Changes in ascorbate and GDP-L-galactose phosphorylase and PAS/LOV mRNA during a day and night cycle in plp mutant and WT plants. The plp mutant (T2 line 15-5) and WT plants were cultured in the greenhouse for 1 mo. The night before the beginning of the experiment, all plants were moved outside and maintained under natural light conditions during 32 h. This experiment was carried out twice, on May 19 and July 10, 2018; they both lead remarkably to the same results. Here is presented the data obtained on July 10. A) Ambient temperature (diamonds) and light intensity (bars). B) Ascorbate content. C)PLP mRNA abundance. D)GGP1 mRNA abundance. Data are expressed as means ± SD of a total 3 mature leaves from 3 individual plants from the 15-5 plp line and WT control.

Figure 4.

Subcellular localization of PAS/LOV and GDP-L-galactose phosphorylase and their interaction. A) Diagram of the full-length PLP and the truncated PLP (trPLP). B) Localization of free GFP and 35S-GFP-fused proteins transiently expressed in N. benthamiana leaves 4 d after agroinfiltration, co-transformed with nuclear NLS-mcherry as nuclear marker. Scale bar = 50 µm. C) Analysis of PLP-GGP1/2 interactions and its light dependency in a heterologous mammalian split transcription factor system. Fifty thousand HEK-293 T cells were seeded in 24-well plates and transfected after 24 h with the plasmids pMZ1214, pMZ1215, pMZ1216, pMZ1217, pMZ1218, pMZ1219, pMZ1240, pMZ1241, pSAM, pRSET, and pKM006. Twenty-four hours posttransfection, the medium was exchanged by fresh medium and the cells were illuminated at 455 nm light (10 μmol m⁻²s⁻¹) or kept in the dark for 24 h prior to SEAP quantification. Data are represented as means (histograms) and four biological replicates (dots). HEK-293 T, human embryonic kidney cells; SEAP, secreted alkaline phosphatase.

Figure 5.

Effect of light on ascorbate evolution in WT and plp mutant leaves during a day–night cycle. A) In leaves of plants grown in a greenhouse then transferred to a growth chamber under a white light (with visible wavelengths from 420 nm to 760 nm) intensity of 260 to 270 µmol.m⁻².s⁻¹ for 24 h. B) Following cycle, still under white light.
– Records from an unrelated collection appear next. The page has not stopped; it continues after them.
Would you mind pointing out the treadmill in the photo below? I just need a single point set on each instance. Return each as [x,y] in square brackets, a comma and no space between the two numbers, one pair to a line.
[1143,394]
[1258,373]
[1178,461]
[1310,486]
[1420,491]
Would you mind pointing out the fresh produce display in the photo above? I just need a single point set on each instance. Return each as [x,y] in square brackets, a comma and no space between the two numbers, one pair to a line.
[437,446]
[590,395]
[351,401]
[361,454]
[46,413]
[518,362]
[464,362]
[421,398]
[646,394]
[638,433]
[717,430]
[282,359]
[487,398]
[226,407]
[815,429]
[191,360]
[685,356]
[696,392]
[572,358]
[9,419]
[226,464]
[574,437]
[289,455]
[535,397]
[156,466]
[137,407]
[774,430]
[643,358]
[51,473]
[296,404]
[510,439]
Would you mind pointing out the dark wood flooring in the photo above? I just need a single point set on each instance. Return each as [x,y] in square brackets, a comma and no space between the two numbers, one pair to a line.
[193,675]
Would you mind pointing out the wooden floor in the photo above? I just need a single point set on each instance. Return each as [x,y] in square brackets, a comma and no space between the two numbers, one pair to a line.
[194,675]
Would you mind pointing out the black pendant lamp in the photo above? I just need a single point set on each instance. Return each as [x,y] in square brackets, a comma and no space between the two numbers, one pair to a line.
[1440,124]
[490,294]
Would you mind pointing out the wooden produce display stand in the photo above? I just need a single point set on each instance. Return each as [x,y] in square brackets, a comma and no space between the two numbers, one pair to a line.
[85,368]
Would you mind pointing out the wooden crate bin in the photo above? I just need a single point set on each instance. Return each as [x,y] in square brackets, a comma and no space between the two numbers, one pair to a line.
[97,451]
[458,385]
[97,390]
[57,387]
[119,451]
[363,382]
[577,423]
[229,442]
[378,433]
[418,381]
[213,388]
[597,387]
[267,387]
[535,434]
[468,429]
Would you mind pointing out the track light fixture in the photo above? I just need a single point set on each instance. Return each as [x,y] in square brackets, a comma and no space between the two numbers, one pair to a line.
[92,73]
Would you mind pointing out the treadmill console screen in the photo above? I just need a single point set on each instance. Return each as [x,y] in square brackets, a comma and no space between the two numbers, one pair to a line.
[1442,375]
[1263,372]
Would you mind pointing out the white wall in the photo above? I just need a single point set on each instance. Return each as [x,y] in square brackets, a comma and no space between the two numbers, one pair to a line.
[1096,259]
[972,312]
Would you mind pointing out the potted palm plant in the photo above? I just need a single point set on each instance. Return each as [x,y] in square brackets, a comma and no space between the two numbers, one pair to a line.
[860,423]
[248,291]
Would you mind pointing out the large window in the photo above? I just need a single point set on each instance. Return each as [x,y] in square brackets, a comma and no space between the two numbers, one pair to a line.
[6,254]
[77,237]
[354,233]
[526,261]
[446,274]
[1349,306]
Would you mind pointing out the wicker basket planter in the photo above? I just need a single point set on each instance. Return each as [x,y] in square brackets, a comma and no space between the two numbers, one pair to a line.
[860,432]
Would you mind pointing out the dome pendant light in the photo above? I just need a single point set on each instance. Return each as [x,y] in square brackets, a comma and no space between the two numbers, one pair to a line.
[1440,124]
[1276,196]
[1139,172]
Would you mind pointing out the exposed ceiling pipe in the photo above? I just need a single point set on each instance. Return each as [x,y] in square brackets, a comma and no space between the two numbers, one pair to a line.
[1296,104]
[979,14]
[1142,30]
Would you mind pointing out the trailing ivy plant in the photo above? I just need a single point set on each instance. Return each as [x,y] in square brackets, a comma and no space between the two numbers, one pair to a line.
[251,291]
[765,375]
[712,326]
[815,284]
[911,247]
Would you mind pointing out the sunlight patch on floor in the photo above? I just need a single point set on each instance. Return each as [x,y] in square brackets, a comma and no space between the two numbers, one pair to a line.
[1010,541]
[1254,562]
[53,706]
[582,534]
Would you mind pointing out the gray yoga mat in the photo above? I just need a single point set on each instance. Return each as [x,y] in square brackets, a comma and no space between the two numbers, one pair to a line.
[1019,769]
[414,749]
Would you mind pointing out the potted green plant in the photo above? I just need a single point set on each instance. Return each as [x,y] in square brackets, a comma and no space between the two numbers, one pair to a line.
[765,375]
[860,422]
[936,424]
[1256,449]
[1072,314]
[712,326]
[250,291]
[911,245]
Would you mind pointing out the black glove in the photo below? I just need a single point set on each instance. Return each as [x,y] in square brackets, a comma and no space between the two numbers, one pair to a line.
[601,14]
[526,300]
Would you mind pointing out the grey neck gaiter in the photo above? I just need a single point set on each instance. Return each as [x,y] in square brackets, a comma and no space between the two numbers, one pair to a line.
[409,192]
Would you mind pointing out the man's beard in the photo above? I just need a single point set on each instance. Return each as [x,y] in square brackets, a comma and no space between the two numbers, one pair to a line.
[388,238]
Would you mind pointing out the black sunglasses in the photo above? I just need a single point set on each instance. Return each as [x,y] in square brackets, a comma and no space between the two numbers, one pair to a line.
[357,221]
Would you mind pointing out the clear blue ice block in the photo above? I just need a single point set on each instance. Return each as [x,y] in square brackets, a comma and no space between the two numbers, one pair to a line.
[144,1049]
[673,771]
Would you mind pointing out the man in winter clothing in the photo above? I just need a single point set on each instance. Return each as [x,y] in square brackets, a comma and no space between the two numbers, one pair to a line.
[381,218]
C) Following cycle under blue light (with a peak wavelength of 440 nm). D) Following cycle under red light (with peak wavelengths of 660 nm and 730 nm). E) Following cycle under blue (50%) and red (40%) light. F) Following cycle in the dark. G) Heat map representing a clustering analysis performed with mean values in MEV4.9. Columns correspond to time, and lines correspond to clustered content of ascorbate based on Pearson's correlation coefficient. All data shown in A to F) are expressed as means ± SD (n = 4).

Figure 6.

In vitro inhibition of GDP-L-galactose phosphorylase by PAS/LOV and effect of blue light on PAS/LOV. A) Relation between the PLP/GGP ratio and the inhibition of GGP. B) Hanes–Woolf plot GDP-L-galactose phosphorylase inhibition by PLP. GDP-glucose at concentrations of 12, 30, 60, 120, and 300 µM was used as substrate. C) Effect of blue light exposure duration on GGP inhibition by PLP. The light was applied before mixing the 2 proteins. All data shown are expressed as means (dashed lines) and technical duplicates (dots).

Figure 7.

Schematic model describing the activation of ascorbate synthesis by blue light. Newly synthesized PAS/LOV protein binds GDP-L-galactose phosphorylase unless deactivated by blue light. Its deactivated form is stable for several hours, while its active form irreversibly inhibits its target, possibly leading to its degradation. PLP, PAS/LOV; GGP, GDP-L-galactose phosphorylase.